Спасибо за подписку!
27 Июня / 2020

Эмануэле Треви: О показе «Салó»

alt

Эта короткая глава взята из романа Эмануэле Треви Кое-что из написанного. Сам роман напоминает мне автопортрет писателя на фоне творческих вершин Пьера Паоло Пазолини. Вот как Треви видит природу подлинного искусства и, в частности, литературы:

…литература, понимаемая как смелый эксперимент на грани человеческих возможностей, призвана всегда быть именно этим: детонатором, катастрофой, ведущей к необратимым переменам в жизни. Фактором дисбаланса. Чем больше книгу отличает подлинное величие, тем больше форм безумия, соответствующих этому величию, она способна порождать.

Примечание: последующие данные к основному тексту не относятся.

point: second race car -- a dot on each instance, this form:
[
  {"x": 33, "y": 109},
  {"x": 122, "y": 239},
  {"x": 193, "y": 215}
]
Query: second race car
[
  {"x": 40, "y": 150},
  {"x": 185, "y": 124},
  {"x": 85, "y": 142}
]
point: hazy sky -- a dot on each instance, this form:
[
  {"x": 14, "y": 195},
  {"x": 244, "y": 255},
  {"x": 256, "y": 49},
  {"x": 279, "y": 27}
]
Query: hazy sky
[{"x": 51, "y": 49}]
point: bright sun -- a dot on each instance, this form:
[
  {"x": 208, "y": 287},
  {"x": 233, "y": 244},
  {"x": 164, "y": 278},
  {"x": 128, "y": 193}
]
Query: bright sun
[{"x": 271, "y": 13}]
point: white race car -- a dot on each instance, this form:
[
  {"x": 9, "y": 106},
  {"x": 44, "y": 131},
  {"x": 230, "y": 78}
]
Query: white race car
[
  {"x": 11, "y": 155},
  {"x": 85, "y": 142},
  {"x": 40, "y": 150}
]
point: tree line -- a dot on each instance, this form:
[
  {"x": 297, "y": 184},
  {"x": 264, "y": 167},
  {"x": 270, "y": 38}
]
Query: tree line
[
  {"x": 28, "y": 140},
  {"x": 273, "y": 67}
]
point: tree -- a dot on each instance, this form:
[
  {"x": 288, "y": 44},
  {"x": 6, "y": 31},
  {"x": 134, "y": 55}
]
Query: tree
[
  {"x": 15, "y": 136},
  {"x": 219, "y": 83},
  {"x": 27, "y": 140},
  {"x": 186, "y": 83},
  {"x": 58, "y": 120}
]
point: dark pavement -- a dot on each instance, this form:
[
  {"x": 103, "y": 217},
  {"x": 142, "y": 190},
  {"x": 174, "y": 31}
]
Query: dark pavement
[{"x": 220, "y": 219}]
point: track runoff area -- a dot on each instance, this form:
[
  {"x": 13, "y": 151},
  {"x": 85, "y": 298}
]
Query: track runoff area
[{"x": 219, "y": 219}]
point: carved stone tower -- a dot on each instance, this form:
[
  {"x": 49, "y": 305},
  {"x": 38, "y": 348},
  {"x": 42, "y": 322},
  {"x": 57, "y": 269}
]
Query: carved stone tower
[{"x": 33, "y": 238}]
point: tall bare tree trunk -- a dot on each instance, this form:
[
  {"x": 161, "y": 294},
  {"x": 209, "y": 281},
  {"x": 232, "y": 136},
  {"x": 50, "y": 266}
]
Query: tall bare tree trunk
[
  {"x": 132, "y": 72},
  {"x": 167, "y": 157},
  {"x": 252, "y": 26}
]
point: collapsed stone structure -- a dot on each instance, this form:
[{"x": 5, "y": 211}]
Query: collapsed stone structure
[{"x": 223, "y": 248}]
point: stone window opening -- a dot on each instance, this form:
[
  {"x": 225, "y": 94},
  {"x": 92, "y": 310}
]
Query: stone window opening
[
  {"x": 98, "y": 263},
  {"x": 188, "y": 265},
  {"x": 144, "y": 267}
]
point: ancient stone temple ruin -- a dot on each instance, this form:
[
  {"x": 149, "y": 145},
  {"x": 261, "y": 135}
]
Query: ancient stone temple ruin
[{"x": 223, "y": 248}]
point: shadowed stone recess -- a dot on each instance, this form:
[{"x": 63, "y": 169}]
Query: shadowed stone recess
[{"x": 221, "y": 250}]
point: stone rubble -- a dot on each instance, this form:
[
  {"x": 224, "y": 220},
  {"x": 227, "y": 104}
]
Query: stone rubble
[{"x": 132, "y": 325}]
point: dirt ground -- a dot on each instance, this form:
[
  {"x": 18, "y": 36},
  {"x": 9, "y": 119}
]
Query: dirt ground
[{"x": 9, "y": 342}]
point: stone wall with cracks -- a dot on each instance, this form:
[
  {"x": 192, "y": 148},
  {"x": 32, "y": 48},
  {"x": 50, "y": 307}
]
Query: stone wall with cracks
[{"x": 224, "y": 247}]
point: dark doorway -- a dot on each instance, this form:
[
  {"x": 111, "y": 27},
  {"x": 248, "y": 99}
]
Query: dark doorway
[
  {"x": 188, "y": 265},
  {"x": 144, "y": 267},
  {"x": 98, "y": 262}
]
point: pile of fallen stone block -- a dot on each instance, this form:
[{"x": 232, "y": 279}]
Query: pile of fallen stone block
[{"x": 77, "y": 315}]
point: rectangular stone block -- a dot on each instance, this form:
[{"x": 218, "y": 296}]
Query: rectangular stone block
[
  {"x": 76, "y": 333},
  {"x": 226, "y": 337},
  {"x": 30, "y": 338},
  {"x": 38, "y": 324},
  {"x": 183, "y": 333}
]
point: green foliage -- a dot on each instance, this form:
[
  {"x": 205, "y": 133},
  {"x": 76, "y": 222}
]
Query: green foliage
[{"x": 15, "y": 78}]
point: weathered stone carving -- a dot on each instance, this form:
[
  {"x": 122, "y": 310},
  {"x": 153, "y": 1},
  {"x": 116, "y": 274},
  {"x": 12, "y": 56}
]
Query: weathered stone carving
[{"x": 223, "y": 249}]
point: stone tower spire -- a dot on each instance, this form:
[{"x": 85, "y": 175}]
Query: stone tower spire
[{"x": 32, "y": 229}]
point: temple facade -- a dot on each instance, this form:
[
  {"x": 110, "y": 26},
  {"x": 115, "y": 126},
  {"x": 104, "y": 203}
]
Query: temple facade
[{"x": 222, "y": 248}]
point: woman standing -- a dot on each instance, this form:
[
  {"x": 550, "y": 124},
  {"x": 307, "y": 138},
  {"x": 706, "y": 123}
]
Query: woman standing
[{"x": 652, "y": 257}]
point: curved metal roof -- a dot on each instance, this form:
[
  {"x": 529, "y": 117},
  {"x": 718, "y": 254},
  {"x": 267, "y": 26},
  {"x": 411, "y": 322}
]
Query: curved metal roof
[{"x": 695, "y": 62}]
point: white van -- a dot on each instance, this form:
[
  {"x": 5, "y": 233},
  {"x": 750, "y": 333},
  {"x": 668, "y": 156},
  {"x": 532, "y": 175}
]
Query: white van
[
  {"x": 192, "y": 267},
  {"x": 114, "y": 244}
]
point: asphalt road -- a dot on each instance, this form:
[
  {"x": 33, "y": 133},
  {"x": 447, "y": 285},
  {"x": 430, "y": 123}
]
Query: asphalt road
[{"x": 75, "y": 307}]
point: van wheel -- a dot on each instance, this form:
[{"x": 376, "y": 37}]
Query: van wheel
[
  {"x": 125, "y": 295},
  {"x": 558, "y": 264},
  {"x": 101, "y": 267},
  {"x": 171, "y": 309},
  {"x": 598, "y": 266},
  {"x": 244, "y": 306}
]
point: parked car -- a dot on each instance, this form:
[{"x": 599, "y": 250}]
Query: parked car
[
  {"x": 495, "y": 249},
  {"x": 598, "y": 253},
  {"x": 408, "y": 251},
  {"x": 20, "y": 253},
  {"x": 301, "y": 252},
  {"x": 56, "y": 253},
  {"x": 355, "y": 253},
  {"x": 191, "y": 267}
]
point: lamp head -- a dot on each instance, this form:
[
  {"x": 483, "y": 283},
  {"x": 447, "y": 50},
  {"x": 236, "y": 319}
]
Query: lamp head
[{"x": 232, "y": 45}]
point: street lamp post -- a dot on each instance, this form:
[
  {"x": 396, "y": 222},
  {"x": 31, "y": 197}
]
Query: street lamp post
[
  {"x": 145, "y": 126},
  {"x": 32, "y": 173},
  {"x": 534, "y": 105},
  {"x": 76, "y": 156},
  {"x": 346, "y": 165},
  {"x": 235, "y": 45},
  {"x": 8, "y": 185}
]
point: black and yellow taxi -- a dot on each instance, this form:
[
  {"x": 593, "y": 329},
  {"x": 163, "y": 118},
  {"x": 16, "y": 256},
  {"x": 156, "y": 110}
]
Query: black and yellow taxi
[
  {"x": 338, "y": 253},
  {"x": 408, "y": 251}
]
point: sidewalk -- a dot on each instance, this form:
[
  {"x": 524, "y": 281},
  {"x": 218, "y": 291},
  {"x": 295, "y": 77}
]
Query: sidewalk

Сказанное применимо для понимания всего творчества Пазолини, в том числе и его кинематографа. Фильм Салò, или 120 дней Содома, последняя из киновершин Пазолини, с которой он ступил в вечность, разрывает даже его собственное нелинейное киноповествование и, словно прореха экранного полотна, вызывает в сознании работы Лучо Фонтаны. Но если Фонтана лишь обнажает зияние пустоты на своих работах, то Пазолини затягивает зрителя силой своего притяжения в черную дыру этого невыносимого шедевра. Зритель с низким коэффициентом сопротивления сгорает довольно быстро, покидая зал. Кто покрепче выдерживает до конца, но не понимает, как теперь отделаться от завоеванного приза в виде физического отвращения, морального опустошения и безутешного отчаяния.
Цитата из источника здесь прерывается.